Transplant recipients with CMV reactivation also show statistically fewer naïve CD8 T cells, fewer CD8 memory T cells, and fewer CD4-naïve CD31+ recent thymic emigrants. These results suggest a potential defect in the repertoire needed to establish de novo adaptive immunity.

CMV-specific T cells are often dysfunctional in transplant patients with CMV reactivation.8  In addition, not all transplant patients who are CMV carriers reactivate. This leads to more questions. Are the repertoire defects caused by the CMV virus itself or other underlying susceptibilities in the genetic and cell architecture of the immune system, and if so, what are these factors? How can we contextualize potentially beneficial aspects of CMV reactivation like reduced relapse for patients with acute myeloid leukemia9 ?

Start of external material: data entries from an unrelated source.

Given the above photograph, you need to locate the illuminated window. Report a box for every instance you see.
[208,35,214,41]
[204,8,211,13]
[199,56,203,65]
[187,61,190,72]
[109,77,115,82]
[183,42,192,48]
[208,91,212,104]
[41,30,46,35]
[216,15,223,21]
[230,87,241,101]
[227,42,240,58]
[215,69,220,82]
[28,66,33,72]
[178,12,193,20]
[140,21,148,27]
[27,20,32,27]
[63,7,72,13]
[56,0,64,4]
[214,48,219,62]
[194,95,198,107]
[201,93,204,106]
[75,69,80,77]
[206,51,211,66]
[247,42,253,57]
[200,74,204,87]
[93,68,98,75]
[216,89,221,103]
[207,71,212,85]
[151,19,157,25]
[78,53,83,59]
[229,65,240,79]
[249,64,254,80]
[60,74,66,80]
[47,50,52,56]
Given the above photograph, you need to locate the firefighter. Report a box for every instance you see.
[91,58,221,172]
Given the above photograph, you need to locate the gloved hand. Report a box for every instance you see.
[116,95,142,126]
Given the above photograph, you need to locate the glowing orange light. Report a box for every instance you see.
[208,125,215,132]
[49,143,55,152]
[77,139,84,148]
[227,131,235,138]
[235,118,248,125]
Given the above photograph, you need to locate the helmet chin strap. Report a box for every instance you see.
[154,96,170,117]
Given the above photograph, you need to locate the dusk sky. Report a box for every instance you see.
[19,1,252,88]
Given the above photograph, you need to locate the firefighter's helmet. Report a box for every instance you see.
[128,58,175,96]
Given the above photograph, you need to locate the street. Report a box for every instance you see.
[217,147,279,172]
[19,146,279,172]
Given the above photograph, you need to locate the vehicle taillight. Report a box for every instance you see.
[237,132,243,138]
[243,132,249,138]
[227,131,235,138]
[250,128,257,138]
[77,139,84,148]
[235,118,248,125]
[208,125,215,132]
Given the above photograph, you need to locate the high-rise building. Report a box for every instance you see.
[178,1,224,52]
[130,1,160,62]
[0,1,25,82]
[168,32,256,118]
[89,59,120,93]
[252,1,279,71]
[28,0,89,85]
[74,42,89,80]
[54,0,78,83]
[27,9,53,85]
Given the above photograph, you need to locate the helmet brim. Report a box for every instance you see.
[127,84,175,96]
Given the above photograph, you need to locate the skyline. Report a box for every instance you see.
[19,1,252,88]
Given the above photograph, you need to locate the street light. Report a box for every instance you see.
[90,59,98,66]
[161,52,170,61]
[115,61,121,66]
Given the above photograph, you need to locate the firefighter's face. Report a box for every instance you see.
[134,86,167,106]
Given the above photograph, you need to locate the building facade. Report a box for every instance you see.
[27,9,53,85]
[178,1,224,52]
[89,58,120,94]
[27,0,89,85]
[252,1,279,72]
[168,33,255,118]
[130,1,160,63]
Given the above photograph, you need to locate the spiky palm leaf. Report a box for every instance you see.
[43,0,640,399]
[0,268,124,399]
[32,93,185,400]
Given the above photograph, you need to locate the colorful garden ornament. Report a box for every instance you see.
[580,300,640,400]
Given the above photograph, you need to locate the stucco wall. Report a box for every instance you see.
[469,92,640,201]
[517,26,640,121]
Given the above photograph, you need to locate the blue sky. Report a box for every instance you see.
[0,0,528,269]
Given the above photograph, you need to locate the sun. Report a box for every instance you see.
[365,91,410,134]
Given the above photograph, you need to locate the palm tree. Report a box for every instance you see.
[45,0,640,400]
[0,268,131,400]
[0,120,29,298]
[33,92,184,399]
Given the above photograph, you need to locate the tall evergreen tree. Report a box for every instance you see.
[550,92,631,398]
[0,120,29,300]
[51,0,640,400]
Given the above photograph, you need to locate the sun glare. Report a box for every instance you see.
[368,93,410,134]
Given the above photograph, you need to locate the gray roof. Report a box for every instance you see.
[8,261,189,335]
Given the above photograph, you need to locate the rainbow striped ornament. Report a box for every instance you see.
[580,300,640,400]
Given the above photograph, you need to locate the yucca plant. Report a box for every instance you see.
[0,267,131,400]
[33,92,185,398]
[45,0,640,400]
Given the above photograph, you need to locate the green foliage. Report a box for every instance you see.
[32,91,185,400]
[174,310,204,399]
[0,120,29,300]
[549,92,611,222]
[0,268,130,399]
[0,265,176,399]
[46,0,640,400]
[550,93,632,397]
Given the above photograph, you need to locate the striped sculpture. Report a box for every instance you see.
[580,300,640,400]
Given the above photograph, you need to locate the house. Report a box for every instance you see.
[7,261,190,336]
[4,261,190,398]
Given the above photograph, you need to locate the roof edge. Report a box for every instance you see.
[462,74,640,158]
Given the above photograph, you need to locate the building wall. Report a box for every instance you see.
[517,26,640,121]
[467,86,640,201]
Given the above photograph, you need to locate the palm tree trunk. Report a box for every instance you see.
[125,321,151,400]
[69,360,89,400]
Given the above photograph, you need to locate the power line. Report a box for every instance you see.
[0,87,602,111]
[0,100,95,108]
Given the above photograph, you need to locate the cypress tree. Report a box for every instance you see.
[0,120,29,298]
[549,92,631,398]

Although this study of relatively few patients is a landmark evaluation of T-cell repertoire health and CMV, there are some limitations. Many of the patients in the study had graft-versus-host disease and different immunosuppression doses. Both factors interact with CMV and affect T-cell repertoire. The authors looked at this and saw little effect on repertoire, but this needs further evaluation in more patients and transplant conditions.

The metric of repertoire “holes” is new, with some assumptions that have yet to be fully explored. We do not know if the reference VJ use “nomogram” employed uses the best human control comparator statistically. This study uses state-of-the-art sequencing depth, but this is still a very shallow level, many orders of magnitude below the T-cell population size in any human; therefore, although holes might exist at this sampling depth, does that really indicate a problem? What about T-cell subsets other than CD8 Tem, do they show the same patterns?

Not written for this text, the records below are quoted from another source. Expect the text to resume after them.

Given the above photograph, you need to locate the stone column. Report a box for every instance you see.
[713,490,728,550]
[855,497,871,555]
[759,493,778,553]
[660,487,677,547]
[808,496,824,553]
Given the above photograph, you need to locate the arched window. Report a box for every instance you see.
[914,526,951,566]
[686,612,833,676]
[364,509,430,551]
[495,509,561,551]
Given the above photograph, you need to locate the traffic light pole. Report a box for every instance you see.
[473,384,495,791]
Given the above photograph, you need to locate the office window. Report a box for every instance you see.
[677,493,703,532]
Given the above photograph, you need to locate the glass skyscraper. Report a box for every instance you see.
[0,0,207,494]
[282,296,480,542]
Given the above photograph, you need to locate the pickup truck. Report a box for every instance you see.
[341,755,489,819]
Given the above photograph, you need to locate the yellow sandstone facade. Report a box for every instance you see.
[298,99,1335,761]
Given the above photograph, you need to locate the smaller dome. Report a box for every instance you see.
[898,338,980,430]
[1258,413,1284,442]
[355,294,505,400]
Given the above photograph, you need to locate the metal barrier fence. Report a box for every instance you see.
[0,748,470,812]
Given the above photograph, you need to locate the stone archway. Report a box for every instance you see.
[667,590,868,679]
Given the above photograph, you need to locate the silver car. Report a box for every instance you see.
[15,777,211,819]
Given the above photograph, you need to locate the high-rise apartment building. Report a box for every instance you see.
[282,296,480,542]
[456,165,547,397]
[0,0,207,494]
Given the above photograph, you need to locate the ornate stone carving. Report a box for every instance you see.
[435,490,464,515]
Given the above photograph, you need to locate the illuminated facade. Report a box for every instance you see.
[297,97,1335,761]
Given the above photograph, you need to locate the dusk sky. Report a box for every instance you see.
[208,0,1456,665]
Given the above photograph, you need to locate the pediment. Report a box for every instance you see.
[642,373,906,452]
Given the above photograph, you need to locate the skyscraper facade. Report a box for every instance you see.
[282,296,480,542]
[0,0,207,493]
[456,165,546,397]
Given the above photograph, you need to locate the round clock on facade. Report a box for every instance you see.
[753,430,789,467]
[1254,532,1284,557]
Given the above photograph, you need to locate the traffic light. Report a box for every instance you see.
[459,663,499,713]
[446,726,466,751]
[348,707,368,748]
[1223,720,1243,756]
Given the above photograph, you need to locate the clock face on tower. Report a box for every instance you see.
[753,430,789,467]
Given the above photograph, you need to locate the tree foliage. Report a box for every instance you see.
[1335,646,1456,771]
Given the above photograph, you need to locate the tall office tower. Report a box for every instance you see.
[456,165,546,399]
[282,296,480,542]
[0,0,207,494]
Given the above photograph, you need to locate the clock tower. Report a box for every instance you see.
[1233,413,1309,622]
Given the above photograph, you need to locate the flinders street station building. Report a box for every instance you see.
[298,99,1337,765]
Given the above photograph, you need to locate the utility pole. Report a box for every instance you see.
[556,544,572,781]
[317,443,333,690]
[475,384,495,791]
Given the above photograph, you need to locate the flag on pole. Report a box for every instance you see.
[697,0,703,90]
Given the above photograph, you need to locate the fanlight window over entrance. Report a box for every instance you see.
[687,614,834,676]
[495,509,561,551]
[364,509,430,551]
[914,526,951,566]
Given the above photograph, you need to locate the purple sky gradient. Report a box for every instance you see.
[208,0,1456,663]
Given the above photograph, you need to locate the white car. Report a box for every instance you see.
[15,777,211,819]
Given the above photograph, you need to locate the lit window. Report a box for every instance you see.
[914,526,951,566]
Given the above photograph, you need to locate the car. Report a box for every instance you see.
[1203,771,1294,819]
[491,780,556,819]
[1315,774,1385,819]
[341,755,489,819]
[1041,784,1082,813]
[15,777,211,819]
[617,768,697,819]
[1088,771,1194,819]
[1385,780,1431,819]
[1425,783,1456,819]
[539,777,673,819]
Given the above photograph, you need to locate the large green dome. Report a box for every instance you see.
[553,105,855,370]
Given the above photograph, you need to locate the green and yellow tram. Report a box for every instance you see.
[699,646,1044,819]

Despite these caveats, Suessmuth et al help advance how we interrogate the immune system after transplantation. Perhaps this takes us a step closer to using quantitative measurements of the adaptive immune system in clinical decision-making. As a result of studies like this, one day we may be answering a new type of question from our patients: “How’s my T-rep doing, doc?”

Conflict-of-interest disclosure: E.M. is a founder of and holds stock options in GigaGen, Inc.